With Asia and the Pacific accounting for more than half of global energy consumption, the focus was on seizing transformation opportunities in sustainable energy, including green hydrogen, as well as harnessing the potential of oceans.
In his opening remarks at the first of the three technology-related events during APCW, Stephen Minas, Chair of the Technology Executive Committee (TEC), noted that despite the relatively high energy consumption in the region, 10% of the population still lacks access to basic electricity.
“The question is how to bridge into an affordable, reliable and sustainable power supply while improving energy access,” he said.
Unlocking green hydrogen’s potential in Asia and the Pacific
One of the key technologies for the transition to clean energy is green hydrogen, produced using renewable energy sources. A session held on July 8 examined potential drivers for the effective deployment of green hydrogen in the region. The event was organised by the TEC, together with High-level Climate Champions, Gonzalo Muñoz of Chile and Nigel Topping of the United Kingdom.
Opening the session, TEC Chair Stephen Minas stated that hydrogen has long been considered as an energy of the future and asked how the technological, economic and policy development of the present can be used to bring the future of green hydrogen forward.
Gonzalo Muñoz said: “We are in a race to deliver a healthy, resilient and zero-carbon world. In this race towards a net-zero and resilient future, green hydrogen is becoming increasingly recognised as a viable solution. It is both technically and economically ready to be scaled up.”
Frank Wouters, Chairman, Middle East and North Africa (MENA) Hydrogen Alliance, stated that while many countries’ existing hydrogen strategies are rich in ambition, they are poor in policy detail, stressing the urgent need for joint public and private sector collaboration.
Alli Devlin from the Youth Non-Governmental Organisation (YOUNGO) pointed out that the Olympic torch carried at the upcoming Tokyo Olympic Games will be powered by hydrogen, adding: “This is a great way to overcome the social barrier to success and nurture a well-informed society that embraces the energy shift.”

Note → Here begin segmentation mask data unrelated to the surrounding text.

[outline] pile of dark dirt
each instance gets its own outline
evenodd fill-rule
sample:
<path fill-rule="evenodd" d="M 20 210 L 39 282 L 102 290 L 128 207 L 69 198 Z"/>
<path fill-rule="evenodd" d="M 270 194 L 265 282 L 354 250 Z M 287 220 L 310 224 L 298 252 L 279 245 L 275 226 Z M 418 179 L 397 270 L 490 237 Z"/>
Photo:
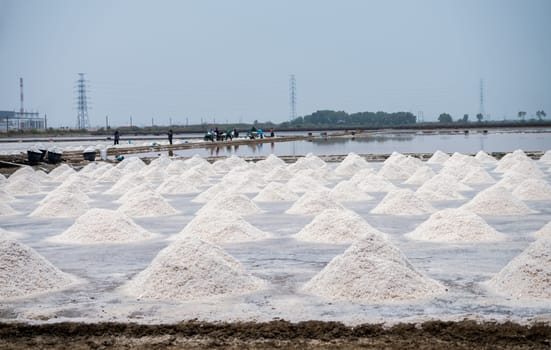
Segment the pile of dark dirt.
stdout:
<path fill-rule="evenodd" d="M 551 326 L 474 321 L 345 326 L 283 320 L 0 324 L 0 349 L 550 349 Z"/>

Harnessing ocean potential and securing sustainable energy access in Asia and the Pacific
A further session held during APCW, organised by the TEC and the International Renewable Energy Agency (IRENA), looked at harnessing the potential of oceans.
TEC vice-chair Mareer Mohamed Husny opened the session, citing the importance of offshore renewables in reaching emissions targets.
“Offshore renewables have huge potential with multiple co-benefits, particularly in Small Island Developing States, yet remain unexploited. This opens up the opportunity to promote innovation, research and development,” he said.
Purnima Jalihal, Head, Energy and Fresh Water, NIOT, India, noted that the marine infrastructure of most countries in the Asia and the Pacific region is not highly developed and demonstration projects are still small scale. This makes it difficult to predict possible environmental impacts and whether the project can deliver the desired amount of energy.
Marie Ann Quirapas Franco, Research Fellow, National University of Singapore, highlighted the challenge of making offshore renewables economically competitive.
”The need is for a local supply chain that can be established to bring down the cost of importing the necessary technology and skill sets needed to deploy the ocean energy technology,” she said.
The outcomes of the three events will contribute to the development of the TEC technical paper on emerging decarbonisation technologies in the energy supply sector.